FETÖ ihanetinden iki yıl sonra, 15 Temmuz 2018 Pazar günü saat 15.30’dan 22.30’a kadar 15 Temmuz Şehidler Köprüsü’ndeydik.
Kavurucu bir yaz sıcağına rağmen yüz binler, darbeyi püskürtme zaferini kutlamak için oraya akmıştı.
Bir ucu köprünün Asya yakasında olup, diğer ucu, Altunizade ve Üsküdar’a doğru kıvrılarak uzayıp gözden kaybolan istiklal ve istikbal sevdalısı bu selin büyük çoğunluğunu gençler teşkil ediyordu.
Biz, o gün orada televizyon ekranları üzerinden seyircilerle günün mana ve kıymetine dair duygu ve düşüncelerimizi paylaşıyorduk.
TV yayınları, Boğaziçi’ne ve çevreye hâkim olacak bir irtifadaydı. Bu yükseklikten bakışlarımızla etrafımızı tararken zihnimiz, bizi alıp hatıraların ortasına götürdü:
15 Temmuz Darbe ihanetine kalkışılmasından hemen sonra, önce TRT Haber ekranından ardından da 21.07.2016’da Türkiye gazetesinin bu sütunundan Asya ile Avrupa’ya müsafeha yaptıran bu hizmete “Şehidler Köprüsü” adı verilmesini teklif etmiştik.
Karar makamları, teklifi görmüş olmalılar ki dikkate alındı ve ilk Boğaz köprümüze “15 Temmuz Şehidler Köprüsü” ismi verildi.
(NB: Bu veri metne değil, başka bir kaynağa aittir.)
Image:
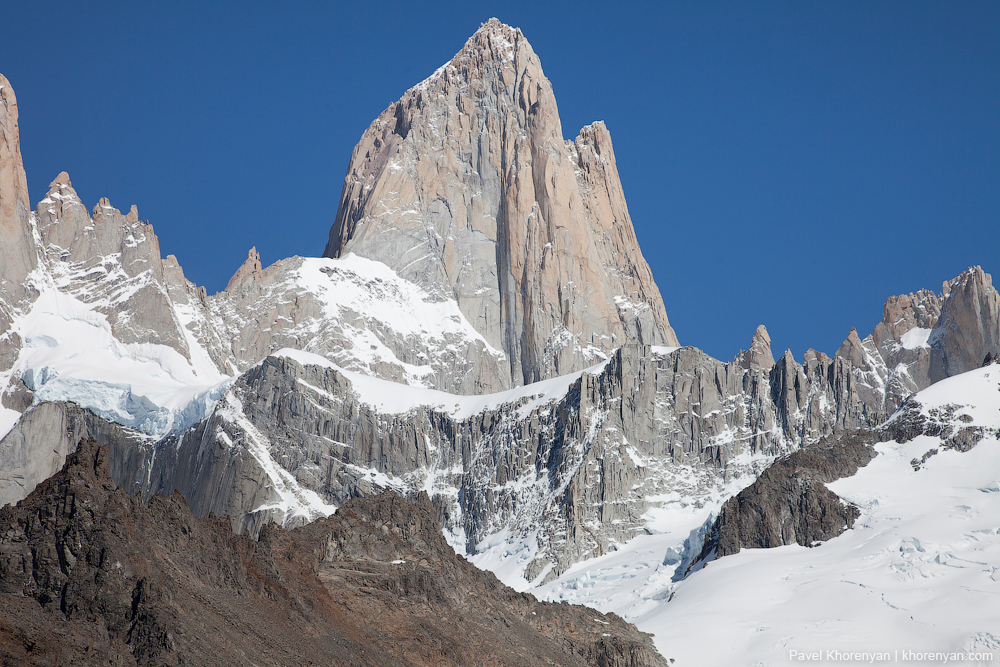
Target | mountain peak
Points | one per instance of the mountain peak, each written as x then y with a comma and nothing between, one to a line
466,187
Ancak; bugün söylenirken daha ziyade “Şehidler Köprüsü” denmektedir. Bu isim verilene dek bu köprümüzün verilmiş bir adı yoktu; bulunduğu mekândan dolayı “Boğaziçi Köprüsü” deniyordu.
Şehidler Köprüsü’yle alakalı hatıramız, bundan ibaret değil. Bu isim, bu köprü için yaptığımız ikinci tekliftir.
Birinci teklifimizi, 12 Kasım 1976 Cuma günü Türkiye gazetesindeki Pırıltı adlı sütunumuzda çıkan yazımızla yapmış ve Boğaziçi Köprüsü yerine “Fatih Köprüsü” demiştik.
O zamana dek Sultan’ın adı camii dışında bir yerde yoktu. Daha “Fatih Sultan Mehmed Köprüsü” temelinin atılmasına 10 yıl ve Başbakan Turgut Özal tarafından hizmete açılmasına 12 yıl vardı..,
1976 Türkiyesi’yle bu Türkiye’deki insanın halet-i ruhiyesini yansıttığını düşündüğümüz o yazımızı -müsaadenizle- 42 yıl sonra burada bir kere daha takdirlerinize arz ediyoruz.
                     *
 
FATİH KÖPRÜSÜ
 
İnsanın bir görünen tarafı, müşahhas tarafı olduğu gibi; bir de görünmeyen yanı madde ötesi yanı, mücerred tarafı vardır akıl gibi, zekâ gibi, ruh gibi.
İnsanın mücerred taraflarının başında fazilet ve ahlâk ge­lir; insanda madde ötesi unsurların en ön sırasını ahlâk ile beraber erdem tutar... Faziletin kaynağı her şeyden önce dindir, sonra örf âdetler, sonra terbiye, yetişme, kişilik sahibi olup olamama vs...
Yakın zamanlara kadar dünyanın en faziletli cemiyetini Türk milleti teşkil ediyordu; şöyle de diyebiliriz: Bu topraklarda yatan faziletli insan sayısı hiçbir vatan toprağında mevcut de­ğildir.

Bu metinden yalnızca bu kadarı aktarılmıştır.